The union also softened its primary bargaining demand for a strict "no-layoff" agreement opposed by industry representatives, and it dropped its proposal that employers assume the full cost of employe health insurance premiums.
But the OCAW leaders defined what they meant by their earlier call for "a substantial wage increase." They're asking for a 13.5 percent raise in the first year of a two-year contract. That pay hike would be 3.9 percent higher than the average annual inflation rate of 9.6 percent for 1981.
Industry bargainers yesterday were offering an increase of 8 percent in the first year and 6 percent in the second year of a two-year agreement.
Some 400 separate contracts covering 55,000 OCAW oil refinery workers were scheduled to expire last night at midnight. Settlement traditionally comes first with large companies, such as Gulf Oil Corp., which set contract patterns for the rest of the industry.
Rank-and-file union members had voted to strike at midnight if no such agreement had been reached by the negotiators.
But the Federal Mediation and Conciliation Service, which had been monitoring the oil talks since they began early last November, asked both sides to continue talking for at least 48 hours. OCAW President Robert F. Goss agreed, saying that he was "deferring strike action at this time."
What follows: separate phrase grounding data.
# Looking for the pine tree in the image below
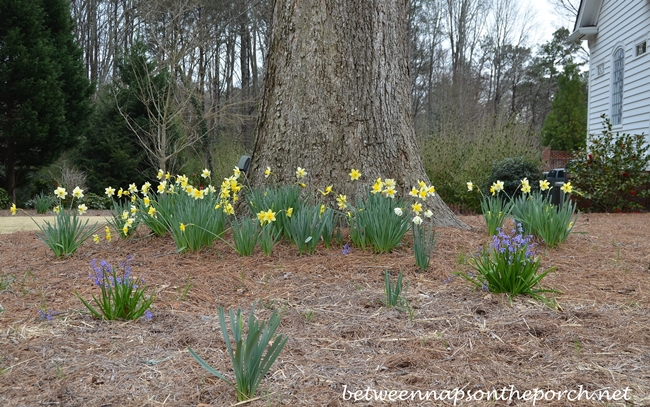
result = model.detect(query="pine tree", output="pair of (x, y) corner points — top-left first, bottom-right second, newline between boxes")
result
(0, 0), (92, 201)
(541, 62), (587, 151)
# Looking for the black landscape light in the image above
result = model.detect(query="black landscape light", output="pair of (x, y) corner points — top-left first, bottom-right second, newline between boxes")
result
(237, 155), (251, 174)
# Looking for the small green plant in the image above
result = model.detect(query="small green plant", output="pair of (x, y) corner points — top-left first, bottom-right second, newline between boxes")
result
(188, 303), (289, 402)
(75, 257), (155, 320)
(384, 269), (409, 309)
(0, 187), (10, 209)
(458, 225), (559, 305)
(258, 224), (281, 256)
(35, 187), (100, 257)
(467, 181), (513, 235)
(230, 217), (259, 256)
(413, 221), (438, 272)
(303, 309), (315, 323)
(511, 188), (578, 248)
(0, 273), (15, 292)
(285, 205), (329, 255)
(177, 274), (193, 301)
(30, 193), (55, 214)
(350, 191), (410, 253)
Gulf spokesman Kirk Vogeley, whose company is the largest involved in the talks, said his company accepts the extension and "looks forward to continuing negotiations to resolve the issues."
The union struck for three months in l980 in an effort to win wage and benefit improvements in a two-year contract, with a mid-term reopener clause, signed in 1979. OCAW came out of the dispute with 0.52 cents an hour more in straight pay and an extra $1 an hour for night shift work.
But the companies struck back by closing plants and laying off workers in areas deemed unprofitable. Goss said the closing of about 50 plants cost his union 5,000 members since 1980.
That's why the union wanted the strict "no-layoff" provision. But industry resistance forced the union to offer a "more flexible plan" for job security, OCAW spokesman Jerry Archuleta said last night. Under the union's new proposal, for example, a company using outside contractors for maintenance jobs would furlough those workers before laying off union workers. Normal attrition--retirements and resignations are examples--"would be allowed to function" in cases where a company has no outside contractors, Archuleta said.
Instead of full employer funding of health plans, the union now is asking the companies to kick in an additional $30 a month, Archuleta said.
Industry representatives reached last night said their companies had not yet responded to the union's new proposals.